Are you a passive or active real estate investor?

I'd consider both. I am becoming more interested in passively funding deals. But even with properties I look to buy and hold, I would hope to use a PM for the most active part of the projects. 

@George Ozoude I have my clinical (therapy) practice still rolling and I am doing a lot of investing. I would call it active but that doesn’t mean that I do a lot of the hands on work. I have a few assistants that do a lot of the work for me. I talk a lot about it in the most recent podcast #287.

Most busy professionals or business owners invest passively in syndications or NNN.

I invest both actively and passively.

@Shiloh Lundahl Thanks! I'll check it out and follow up with any discussion points here. 

@Mike Dymski I can see some combination of the two being important, and likely the best way going forward. My thoughts on passive only, is that a portfolio of properties isn't being grown. And I see true long-term wealth as something you actually own and can pass on. 

On the other side, I wonder if any surgeons have had to consider adjusting their amount of clinical practice due to their involvement in active deals. 

I'm sure I'll find the right balance for me. But I'm just curious in the experience of others. 

*looks up NNN*

I run my dental clinic and rentals actively. Right now I keep the extra money that would go to a PM to help me fund my next deal. Once I get busy with too many rentals (I'm thinking around 15-20 or so), I'll get a PM and focus solely on bringing in the dough as a dentist

@George Ozoude I too am in the earlier stages of REI but every time I try to get more involved with Real Estate, my practice (Pediatrics) requires more of my attention.

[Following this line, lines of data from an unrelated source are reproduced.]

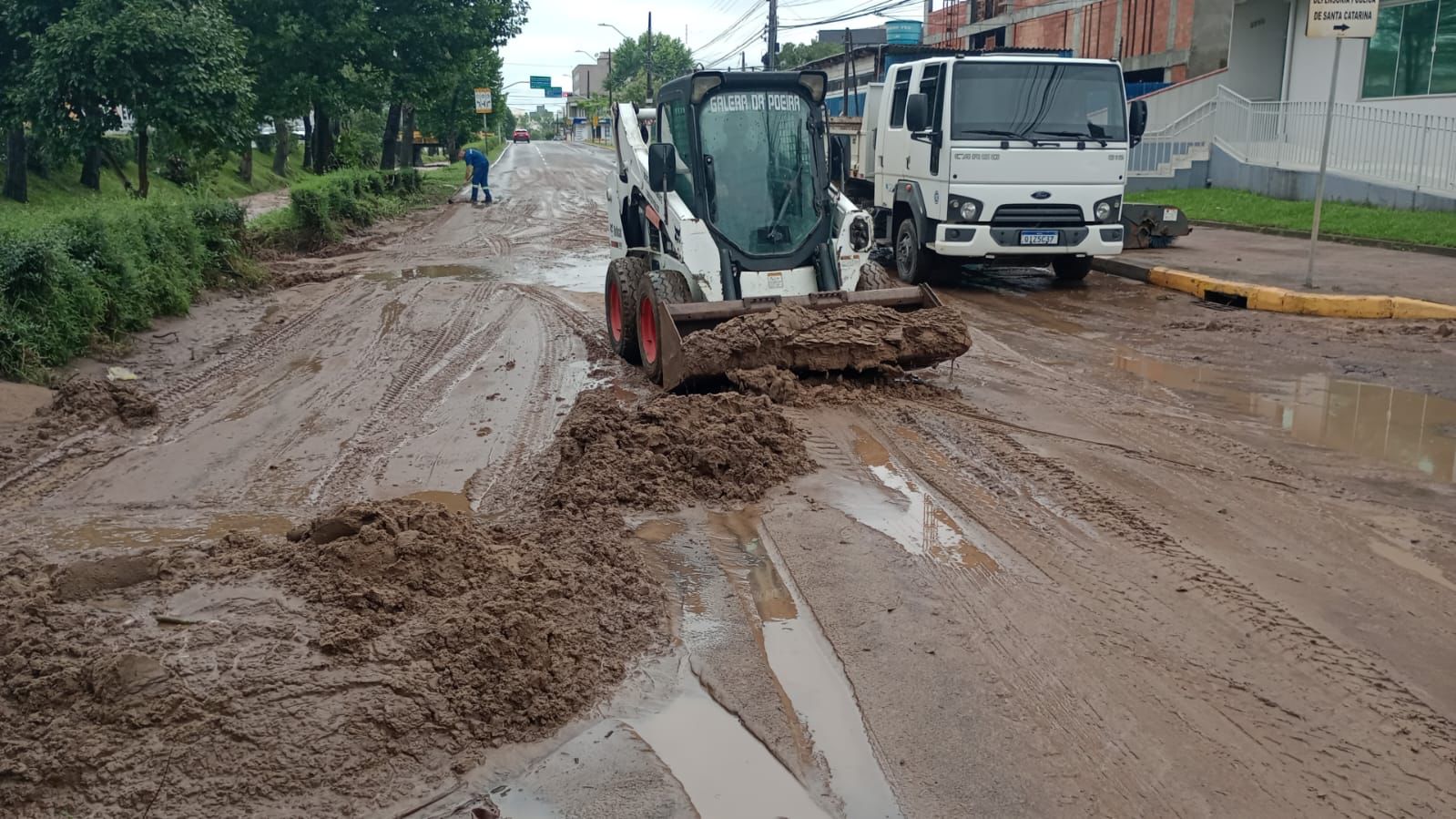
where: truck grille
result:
[992,204,1086,228]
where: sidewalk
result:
[1094,228,1456,312]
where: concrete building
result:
[566,51,612,136]
[924,0,1233,83]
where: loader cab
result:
[649,71,833,271]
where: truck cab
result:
[859,54,1145,282]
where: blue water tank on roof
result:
[885,20,924,46]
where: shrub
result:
[0,199,246,381]
[289,169,420,242]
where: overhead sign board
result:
[1305,0,1380,39]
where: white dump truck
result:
[830,53,1147,282]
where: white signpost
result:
[1305,0,1380,289]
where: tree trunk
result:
[137,121,151,199]
[399,102,415,168]
[379,102,401,170]
[5,126,29,202]
[82,143,102,191]
[274,117,292,177]
[238,140,253,184]
[303,114,313,169]
[313,104,333,173]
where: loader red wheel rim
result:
[637,299,657,364]
[607,275,622,341]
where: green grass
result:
[1127,188,1456,248]
[0,150,299,210]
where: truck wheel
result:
[895,219,935,284]
[606,257,648,364]
[636,270,693,384]
[855,262,900,290]
[1051,257,1092,282]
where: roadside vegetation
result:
[0,0,527,381]
[1127,188,1456,248]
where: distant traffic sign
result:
[1305,0,1380,39]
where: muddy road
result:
[0,143,1456,819]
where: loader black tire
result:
[636,270,693,384]
[603,257,651,364]
[855,261,902,290]
[895,217,941,284]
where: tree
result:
[370,0,528,168]
[416,48,510,160]
[0,0,71,202]
[778,42,844,70]
[603,32,693,105]
[31,0,253,197]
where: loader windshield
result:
[699,90,820,257]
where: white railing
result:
[1127,86,1456,194]
[1215,87,1456,194]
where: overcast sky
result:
[501,0,923,111]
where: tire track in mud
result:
[868,396,1456,814]
[306,282,517,504]
[804,405,1179,816]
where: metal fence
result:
[1128,86,1456,194]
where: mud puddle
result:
[708,506,900,819]
[48,515,292,549]
[1114,352,1456,481]
[361,264,501,282]
[807,424,1009,574]
[635,661,839,819]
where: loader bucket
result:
[657,284,965,389]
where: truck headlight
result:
[1092,197,1123,223]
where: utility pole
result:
[764,0,779,71]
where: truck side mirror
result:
[906,93,931,133]
[647,143,677,194]
[1127,99,1147,146]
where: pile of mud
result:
[683,304,972,379]
[42,377,158,427]
[549,391,814,510]
[0,501,663,817]
[727,367,955,406]
[0,377,158,486]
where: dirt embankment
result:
[683,304,972,377]
[0,377,158,482]
[0,391,812,819]
[550,392,814,508]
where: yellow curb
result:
[1147,267,1456,319]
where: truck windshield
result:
[951,61,1127,143]
[697,90,820,257]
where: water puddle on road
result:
[631,663,839,819]
[1114,346,1456,481]
[824,425,1001,574]
[401,489,474,513]
[364,264,498,282]
[49,515,292,549]
[708,507,900,819]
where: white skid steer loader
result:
[606,71,939,389]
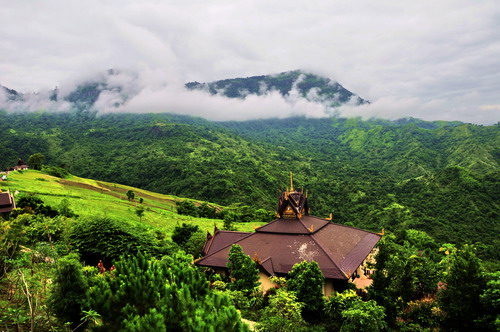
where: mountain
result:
[0,110,500,259]
[186,70,369,107]
[0,69,368,111]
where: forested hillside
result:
[186,70,368,107]
[0,112,500,260]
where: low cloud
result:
[0,70,500,124]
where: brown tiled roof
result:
[255,216,328,234]
[0,192,16,213]
[196,216,380,280]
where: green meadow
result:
[0,170,263,235]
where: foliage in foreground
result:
[227,244,260,294]
[87,253,247,331]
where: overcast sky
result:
[0,0,500,124]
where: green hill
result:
[0,112,500,259]
[0,170,262,234]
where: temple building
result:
[0,190,16,214]
[195,179,381,296]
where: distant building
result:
[0,191,16,214]
[195,176,381,295]
[12,159,28,171]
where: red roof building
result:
[196,178,381,295]
[0,191,16,214]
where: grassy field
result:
[0,170,263,234]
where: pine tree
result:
[87,253,247,331]
[48,254,87,329]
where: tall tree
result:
[439,245,486,331]
[87,253,248,331]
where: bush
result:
[287,261,325,322]
[87,253,248,331]
[48,254,87,329]
[69,218,171,266]
[227,244,260,295]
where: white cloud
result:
[0,0,500,123]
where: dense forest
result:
[0,111,500,262]
[0,110,500,332]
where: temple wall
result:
[259,272,278,292]
[323,279,334,297]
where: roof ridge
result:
[330,221,382,237]
[255,218,281,231]
[310,234,349,279]
[193,232,255,262]
[297,218,317,235]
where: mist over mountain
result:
[186,70,368,107]
[0,69,369,120]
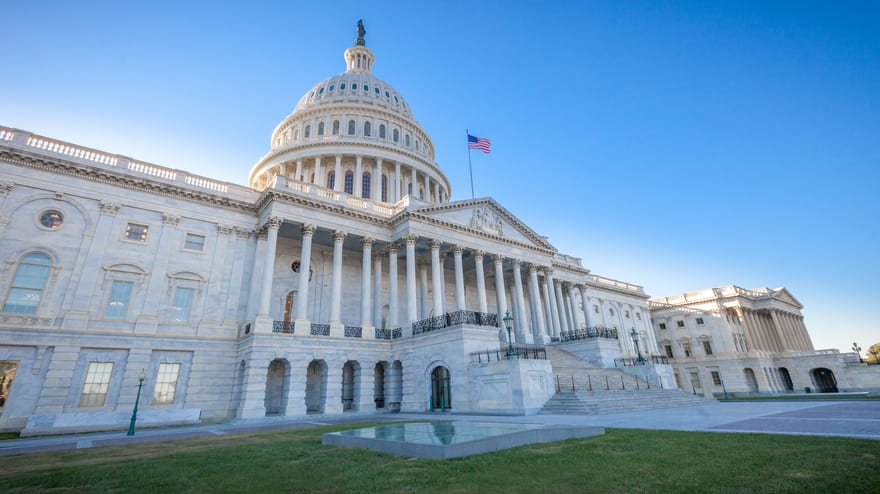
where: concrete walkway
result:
[0,400,880,456]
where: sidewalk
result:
[0,400,880,456]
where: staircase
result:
[540,346,714,415]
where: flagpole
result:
[464,129,474,200]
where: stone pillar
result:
[452,245,467,310]
[513,259,534,344]
[361,237,373,332]
[330,230,346,337]
[292,223,318,324]
[474,250,489,314]
[529,264,550,344]
[403,234,419,335]
[431,239,443,317]
[387,242,400,329]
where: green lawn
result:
[0,424,880,494]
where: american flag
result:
[468,134,492,154]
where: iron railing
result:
[559,326,617,341]
[272,321,294,334]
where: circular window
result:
[40,209,64,230]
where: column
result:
[452,245,467,310]
[474,250,489,314]
[330,231,346,328]
[351,154,364,197]
[513,259,534,343]
[403,234,419,326]
[545,268,565,335]
[333,154,345,192]
[361,237,373,330]
[529,264,550,343]
[431,239,443,317]
[373,252,382,328]
[386,242,400,329]
[292,223,318,329]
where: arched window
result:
[3,252,52,314]
[361,172,370,199]
[327,170,336,189]
[345,171,354,194]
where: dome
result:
[248,24,450,203]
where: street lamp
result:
[629,328,645,365]
[501,311,517,360]
[126,369,147,436]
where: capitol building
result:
[0,24,880,435]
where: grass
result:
[0,424,880,494]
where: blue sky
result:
[0,0,880,356]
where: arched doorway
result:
[265,359,288,415]
[744,367,758,393]
[779,367,794,391]
[810,367,837,393]
[431,366,452,412]
[306,360,327,413]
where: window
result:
[361,173,370,199]
[104,280,133,319]
[171,287,195,322]
[3,252,52,314]
[124,223,150,242]
[345,171,354,194]
[79,362,113,407]
[153,362,180,405]
[183,233,205,252]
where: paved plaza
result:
[0,400,880,456]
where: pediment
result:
[411,198,556,252]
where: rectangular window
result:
[183,233,205,252]
[171,287,193,322]
[125,223,150,242]
[153,362,180,405]
[79,362,113,407]
[104,281,132,319]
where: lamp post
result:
[629,328,645,365]
[501,311,517,360]
[126,369,147,436]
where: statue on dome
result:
[354,19,367,46]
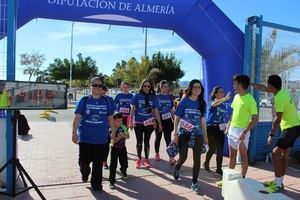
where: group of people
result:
[72,75,300,194]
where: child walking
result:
[109,113,129,189]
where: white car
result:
[259,97,273,108]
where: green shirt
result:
[274,89,300,130]
[0,91,9,108]
[230,93,257,128]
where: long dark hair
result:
[186,79,206,115]
[139,79,155,113]
[209,86,222,101]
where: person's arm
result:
[72,113,81,144]
[211,92,231,107]
[251,83,269,92]
[239,114,258,140]
[268,112,282,144]
[201,117,208,144]
[173,115,180,143]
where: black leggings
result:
[205,126,225,170]
[154,119,174,153]
[175,134,203,184]
[134,124,153,159]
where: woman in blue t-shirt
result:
[154,80,175,164]
[115,82,133,128]
[173,79,207,194]
[72,77,115,191]
[204,86,230,176]
[130,80,162,169]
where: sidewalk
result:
[0,122,300,200]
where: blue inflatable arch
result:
[0,0,244,96]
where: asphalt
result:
[0,109,300,200]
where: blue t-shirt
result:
[115,93,133,115]
[131,93,157,123]
[75,96,114,144]
[156,94,174,120]
[175,97,205,135]
[206,100,228,126]
[105,95,117,112]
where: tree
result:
[261,29,300,83]
[48,53,98,81]
[20,51,46,81]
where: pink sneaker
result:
[155,153,160,161]
[135,158,142,169]
[144,159,151,168]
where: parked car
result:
[259,97,273,108]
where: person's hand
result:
[239,131,247,141]
[72,133,78,144]
[268,136,273,145]
[158,124,162,132]
[172,131,178,144]
[225,91,231,100]
[204,136,208,144]
[129,121,133,130]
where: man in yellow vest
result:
[253,75,300,192]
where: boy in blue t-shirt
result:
[109,113,129,189]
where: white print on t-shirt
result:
[179,119,195,132]
[143,117,153,126]
[120,107,129,114]
[161,112,172,120]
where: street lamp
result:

The first move I made was to buy a commercial building for my practice to move into. Now my practice is paying off the mortgage and I am building equity (In reality, how much value, if at all, does a medical practice really have?). My practice is a Professional Corporation, while I also have an LLC for the Real Estate. Both are S corps. This gives me the freedom to take the money through whichever has the better tax advantages.

Going forward, I think I’m going to go the turnkey route as I can’t see myself having the time to be very involved right now. I’d absolutely LOOOOVE to be able to leave medicine (and all the garbage that comes along with it) and do RE full time. Gotta build up some more $$$$ before I can do that. 

"I’d absolutely LOOOOVE to be able to leave medicine (and all the garbage that comes along with it) and do RE full time."

@David Rosenberg I imagine there is as much (if not more) garbage in active REI, especially before you reach scale.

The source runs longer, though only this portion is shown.